To make things worse, I was sleepy. There are many benefits from living between two pubs. But one of the downsides, I’ve discovered, comes on New Years Eve.
We didn’t go out, and once we’d seen the New Year in it was time for me to get some sleep. But my bedtime coincided with the point where the revellers at the pub next door decided to spill into the street for a burst of Auld Lang Syne and much snogging and hand-shaking. Then came the fireworks, with each rocket accompanied by enthusiastic cheering.

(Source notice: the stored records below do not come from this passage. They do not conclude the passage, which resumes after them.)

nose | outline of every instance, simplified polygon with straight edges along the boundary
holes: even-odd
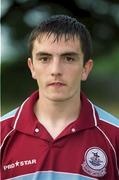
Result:
[[[51,64],[51,76],[62,76],[62,64],[60,59],[55,58]]]

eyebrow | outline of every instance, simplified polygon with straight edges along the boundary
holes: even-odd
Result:
[[[39,56],[52,56],[52,54],[40,51],[40,52],[36,53],[36,56],[37,57],[39,57]],[[60,56],[77,56],[77,57],[79,57],[80,53],[77,53],[77,52],[64,52],[64,53],[61,53]]]

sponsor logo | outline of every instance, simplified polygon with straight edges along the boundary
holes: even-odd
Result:
[[[17,167],[29,166],[29,165],[33,165],[33,164],[36,164],[36,159],[16,161],[14,163],[4,165],[3,169],[4,169],[4,171],[7,171],[7,170],[14,169]]]
[[[103,177],[106,174],[107,155],[99,147],[89,148],[82,164],[83,170],[94,177]]]

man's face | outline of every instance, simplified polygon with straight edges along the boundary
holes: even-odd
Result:
[[[37,80],[40,97],[65,101],[80,96],[81,80],[86,80],[92,60],[83,65],[83,52],[78,38],[54,41],[54,35],[36,39],[28,66]]]

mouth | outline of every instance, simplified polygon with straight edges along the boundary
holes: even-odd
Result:
[[[64,84],[62,82],[52,82],[52,83],[48,84],[48,86],[50,86],[50,87],[63,87],[63,86],[66,86],[66,84]]]

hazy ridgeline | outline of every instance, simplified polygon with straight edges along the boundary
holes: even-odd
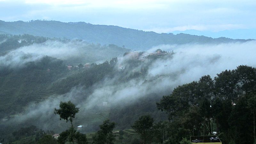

When that was all over, it was the turn of the inhabitants of the other pub, across the road, to emerge and express themselves.
Sometime around three o’clock, the noise was gone, and I could sleep.
It seems to me that the longer the distance, the more preparation you have to do. For marathons, a great collection of medicines and treatments and dressings and equipment and emergency aids must be listed and amassed and worried about. Half marathons less so, and 10Ks? Pshaww! Or perhaps it’s just that I’m gathering more experience of these events, and getting less intimidated.
By 8:30 I was aquaplaning along the M4. The sky was a dark, grainy grey, the rain tumultuous and bullying. Deeply unpromising.
Early on a bank holiday, particularly this one, the drive through London is a dream. Only ten or fifteen minutes to get from Hammersmith to Hyde Park, where I parked at the west end of the Serpentine.
The rain had stopped, and it was getting brighter. With still over an hour to kick off, I was heartened to see plenty of other track-suited goody-goodies like me around the place. There is always this fear that no one will turn up except me and a handful of elite runners.
Hyde Park is a great place for an event like this, on a day like this. It’s a wonderful park; more spacious and unspoilt than you could think possible in this city. Let the critics disparage London and Londoners, but I’ve become increasingly defensive about the place. Here was Exhibit A.
I got down to the bandstand about half an hour before the start. The atmosphere was jovial and strangely civilised. Something to do with the date; something to do with the venue.
According to the results there were only 429 finishers, though I’m sure there were supposed to be more entrants than that. The rain and the date probably accounted for a number of no-shows from the ranks of the lily-livered and the pickled-livered.
After a few hundred yards, I knew for sure that this was going to be quite difficult for me. I’d weighed in at 215 pounds, which is 20 pounds heavier than I was in Chicago, just 10 or 11 weeks ago. It makes a significant difference. I just felt heavy and out of condition, not helped by too much breakfast and too little sleep.
The rain had completely covered some of the paths, giving the runners the choice of sploshing through ten yard stretches of ankle-deep water, or slithering through the same length of liquid mud alongside. I chose the mud. Running for any distance with sodden feet can result in blisters — and I never want to experience my pre-London Marathon blister hell again.
It wasn’t long before I’d taken up my favourite position, a few places ahead of the back marker. I find this a good place from which to plan my race strategy.
My Spring target is to do a 10K in under an hour. I did think I might even have a chance of doing it yesterday. I needed to run a kilometre every 6 minutes, but I never really looked like doing this, and my splits ended up as:
06:08; 06:19; 06:26; 06:38; 06:39; 06:57; 06:40; 06:56; 06:29; 06:16;
I crossed the finishing line in 404th place, out of 429.